Grilled Spicy Shrimp










1 lb large or jumbo shrimp

Marinade:

2 or 3 roasted jalepenos
1 cup V8 juice
1/2 cup cider vinegar
juice of 1 lemon
juice of 1 lime
1 tsp oregano
1/2 tsp cumin
1/2 tsp coriander
salt & pepper to taste

Place all marinade ingredients in food processor and process till smooth.

Peel and clean shrimp. place in a 1 quart ziplock bag and add marinade. Press out excess air and close. Squeeze shrimp around and insure it is thoroughly distributed within the marinade.

Refrigerate for 1 hour.

Place onto skewars that have been soaked for at least 2 hours (I use 2 skewars per kabab to keep shrimp secure).

Place on a hot grill and cook for 2 or 3 minutes per side.

Serves 2 as an entree or 4 as an appetizer.


----------



## cape chef (Jul 31, 2000)

Looks great,

How does all the acids (lime.lemon,vinegar and v8) effect the texture of the shrimp?


----------



## mstevens (Jun 25, 2002)

They do firm up, but do not seem to suffer as a result.

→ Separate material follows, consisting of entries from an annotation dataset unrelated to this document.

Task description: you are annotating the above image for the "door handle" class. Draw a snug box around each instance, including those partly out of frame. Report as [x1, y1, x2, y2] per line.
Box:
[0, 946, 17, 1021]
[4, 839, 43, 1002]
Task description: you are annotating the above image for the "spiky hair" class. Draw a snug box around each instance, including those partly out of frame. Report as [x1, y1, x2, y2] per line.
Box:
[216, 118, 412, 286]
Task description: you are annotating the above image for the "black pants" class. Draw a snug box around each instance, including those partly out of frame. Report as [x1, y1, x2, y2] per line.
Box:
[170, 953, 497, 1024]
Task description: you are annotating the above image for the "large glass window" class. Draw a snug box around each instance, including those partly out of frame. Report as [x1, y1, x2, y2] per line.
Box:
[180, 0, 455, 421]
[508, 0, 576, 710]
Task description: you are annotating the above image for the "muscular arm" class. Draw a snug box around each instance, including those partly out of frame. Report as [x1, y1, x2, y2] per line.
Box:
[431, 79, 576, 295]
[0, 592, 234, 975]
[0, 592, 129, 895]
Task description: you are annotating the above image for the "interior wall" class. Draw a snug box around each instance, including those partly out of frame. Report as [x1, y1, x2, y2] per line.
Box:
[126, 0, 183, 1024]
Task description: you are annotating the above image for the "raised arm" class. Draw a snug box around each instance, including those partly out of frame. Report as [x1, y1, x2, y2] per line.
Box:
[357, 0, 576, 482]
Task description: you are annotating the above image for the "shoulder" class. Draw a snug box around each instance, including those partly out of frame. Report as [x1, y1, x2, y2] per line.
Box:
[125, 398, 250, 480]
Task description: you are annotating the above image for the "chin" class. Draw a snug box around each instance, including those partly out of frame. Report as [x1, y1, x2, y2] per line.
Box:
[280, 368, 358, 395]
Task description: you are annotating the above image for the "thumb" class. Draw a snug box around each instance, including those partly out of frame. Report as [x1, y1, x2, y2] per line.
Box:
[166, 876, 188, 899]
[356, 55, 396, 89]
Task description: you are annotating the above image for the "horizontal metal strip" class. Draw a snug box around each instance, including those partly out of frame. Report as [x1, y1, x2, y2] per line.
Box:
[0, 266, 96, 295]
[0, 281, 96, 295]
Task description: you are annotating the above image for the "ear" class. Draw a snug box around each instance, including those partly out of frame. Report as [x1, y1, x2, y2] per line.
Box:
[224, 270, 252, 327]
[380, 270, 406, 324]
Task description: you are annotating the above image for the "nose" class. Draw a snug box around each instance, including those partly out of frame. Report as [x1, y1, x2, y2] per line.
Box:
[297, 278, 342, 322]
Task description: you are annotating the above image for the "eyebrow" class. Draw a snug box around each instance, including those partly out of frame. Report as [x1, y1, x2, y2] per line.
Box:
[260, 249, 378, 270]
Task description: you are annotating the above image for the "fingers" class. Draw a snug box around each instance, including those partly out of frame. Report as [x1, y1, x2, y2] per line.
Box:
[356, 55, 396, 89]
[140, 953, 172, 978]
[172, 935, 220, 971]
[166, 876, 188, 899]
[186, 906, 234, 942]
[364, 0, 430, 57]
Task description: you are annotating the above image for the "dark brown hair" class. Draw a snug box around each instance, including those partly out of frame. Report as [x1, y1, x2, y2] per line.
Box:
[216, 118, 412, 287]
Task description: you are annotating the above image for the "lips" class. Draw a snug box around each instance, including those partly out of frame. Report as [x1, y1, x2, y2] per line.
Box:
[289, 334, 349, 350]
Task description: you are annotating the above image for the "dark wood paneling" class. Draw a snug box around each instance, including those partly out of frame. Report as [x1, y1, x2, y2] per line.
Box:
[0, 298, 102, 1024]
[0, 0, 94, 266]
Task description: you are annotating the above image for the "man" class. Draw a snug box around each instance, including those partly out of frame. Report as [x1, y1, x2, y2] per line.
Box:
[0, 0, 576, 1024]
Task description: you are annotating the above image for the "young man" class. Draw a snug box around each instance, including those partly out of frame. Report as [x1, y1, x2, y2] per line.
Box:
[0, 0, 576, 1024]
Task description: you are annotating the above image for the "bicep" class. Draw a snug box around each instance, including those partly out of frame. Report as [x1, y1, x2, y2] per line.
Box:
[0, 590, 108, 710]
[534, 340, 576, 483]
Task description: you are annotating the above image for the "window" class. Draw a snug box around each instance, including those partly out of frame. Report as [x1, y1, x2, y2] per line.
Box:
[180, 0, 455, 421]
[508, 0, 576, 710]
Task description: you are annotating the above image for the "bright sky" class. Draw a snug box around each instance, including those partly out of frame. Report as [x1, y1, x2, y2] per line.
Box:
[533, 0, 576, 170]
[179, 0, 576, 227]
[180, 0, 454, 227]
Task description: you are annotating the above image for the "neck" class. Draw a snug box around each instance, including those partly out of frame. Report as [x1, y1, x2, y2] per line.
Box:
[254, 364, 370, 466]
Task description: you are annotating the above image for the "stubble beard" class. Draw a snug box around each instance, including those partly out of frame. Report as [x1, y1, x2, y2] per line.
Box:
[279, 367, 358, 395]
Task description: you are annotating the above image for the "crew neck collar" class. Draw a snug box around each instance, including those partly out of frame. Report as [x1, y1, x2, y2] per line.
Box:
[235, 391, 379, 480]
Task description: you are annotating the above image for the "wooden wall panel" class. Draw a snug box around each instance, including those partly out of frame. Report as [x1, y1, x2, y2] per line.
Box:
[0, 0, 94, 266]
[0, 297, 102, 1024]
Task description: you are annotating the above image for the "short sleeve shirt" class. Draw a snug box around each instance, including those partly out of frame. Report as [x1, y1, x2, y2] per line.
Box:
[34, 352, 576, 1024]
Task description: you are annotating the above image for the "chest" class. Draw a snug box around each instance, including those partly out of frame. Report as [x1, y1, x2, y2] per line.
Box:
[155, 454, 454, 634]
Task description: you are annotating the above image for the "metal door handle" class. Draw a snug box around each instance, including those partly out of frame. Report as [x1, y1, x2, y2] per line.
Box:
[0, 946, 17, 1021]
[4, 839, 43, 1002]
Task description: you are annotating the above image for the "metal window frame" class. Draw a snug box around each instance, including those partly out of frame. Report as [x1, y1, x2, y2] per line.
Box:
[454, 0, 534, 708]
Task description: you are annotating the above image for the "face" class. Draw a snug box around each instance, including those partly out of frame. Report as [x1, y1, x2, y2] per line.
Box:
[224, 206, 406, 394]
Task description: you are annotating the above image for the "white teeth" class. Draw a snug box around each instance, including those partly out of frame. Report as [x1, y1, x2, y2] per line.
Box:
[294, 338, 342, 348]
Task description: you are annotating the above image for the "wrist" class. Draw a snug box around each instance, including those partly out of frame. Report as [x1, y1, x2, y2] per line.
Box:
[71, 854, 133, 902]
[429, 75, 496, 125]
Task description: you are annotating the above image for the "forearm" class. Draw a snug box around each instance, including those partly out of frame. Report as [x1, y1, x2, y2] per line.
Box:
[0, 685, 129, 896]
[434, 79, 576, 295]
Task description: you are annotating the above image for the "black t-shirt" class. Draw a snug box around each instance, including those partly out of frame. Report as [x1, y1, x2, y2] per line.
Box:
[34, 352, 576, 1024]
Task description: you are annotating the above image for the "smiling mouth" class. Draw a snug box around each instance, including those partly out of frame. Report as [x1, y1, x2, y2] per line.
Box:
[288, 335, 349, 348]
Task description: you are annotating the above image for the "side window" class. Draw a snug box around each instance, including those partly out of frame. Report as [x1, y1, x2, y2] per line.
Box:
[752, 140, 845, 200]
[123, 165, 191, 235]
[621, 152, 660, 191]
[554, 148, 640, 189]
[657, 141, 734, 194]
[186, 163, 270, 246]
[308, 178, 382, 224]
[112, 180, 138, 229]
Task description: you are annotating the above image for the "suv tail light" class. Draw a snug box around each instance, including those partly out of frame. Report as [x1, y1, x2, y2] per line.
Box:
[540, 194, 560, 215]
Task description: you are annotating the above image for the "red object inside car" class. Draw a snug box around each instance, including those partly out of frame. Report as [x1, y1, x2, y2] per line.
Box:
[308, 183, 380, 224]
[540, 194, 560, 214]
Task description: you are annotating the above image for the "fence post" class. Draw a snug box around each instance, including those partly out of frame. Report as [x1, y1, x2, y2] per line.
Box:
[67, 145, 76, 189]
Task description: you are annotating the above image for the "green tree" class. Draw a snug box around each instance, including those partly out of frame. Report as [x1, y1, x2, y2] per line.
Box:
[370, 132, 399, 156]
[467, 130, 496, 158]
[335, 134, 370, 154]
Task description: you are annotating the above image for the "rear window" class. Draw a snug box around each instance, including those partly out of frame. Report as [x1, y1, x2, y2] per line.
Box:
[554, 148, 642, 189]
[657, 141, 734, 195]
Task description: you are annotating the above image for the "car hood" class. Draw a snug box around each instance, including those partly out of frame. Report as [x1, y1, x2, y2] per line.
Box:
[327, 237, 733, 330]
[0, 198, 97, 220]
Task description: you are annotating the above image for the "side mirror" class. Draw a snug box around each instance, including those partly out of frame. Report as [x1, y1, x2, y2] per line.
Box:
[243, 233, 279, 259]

The key is to refrigerate and do not marinate over an hour. Also you have to be very careful on the cooking time, faster is better.

I actually evolved from this to a Jerk version that dispensed with the V8 and used allspice and nutmeg and other island spices, then from there to a Thai style version using coconut milk, cilantro and lemongrass. This is a work in progress and I've not condensed these down to actual recipes at present...


----------



## kimmie (Mar 13, 2001)

Ah, you kept your promise, mstevens. Grilled spicy shrimp are amongst my favorite foods. I do look forward to your version using coconut milk, cilantro and lemongrass...:lips:


----------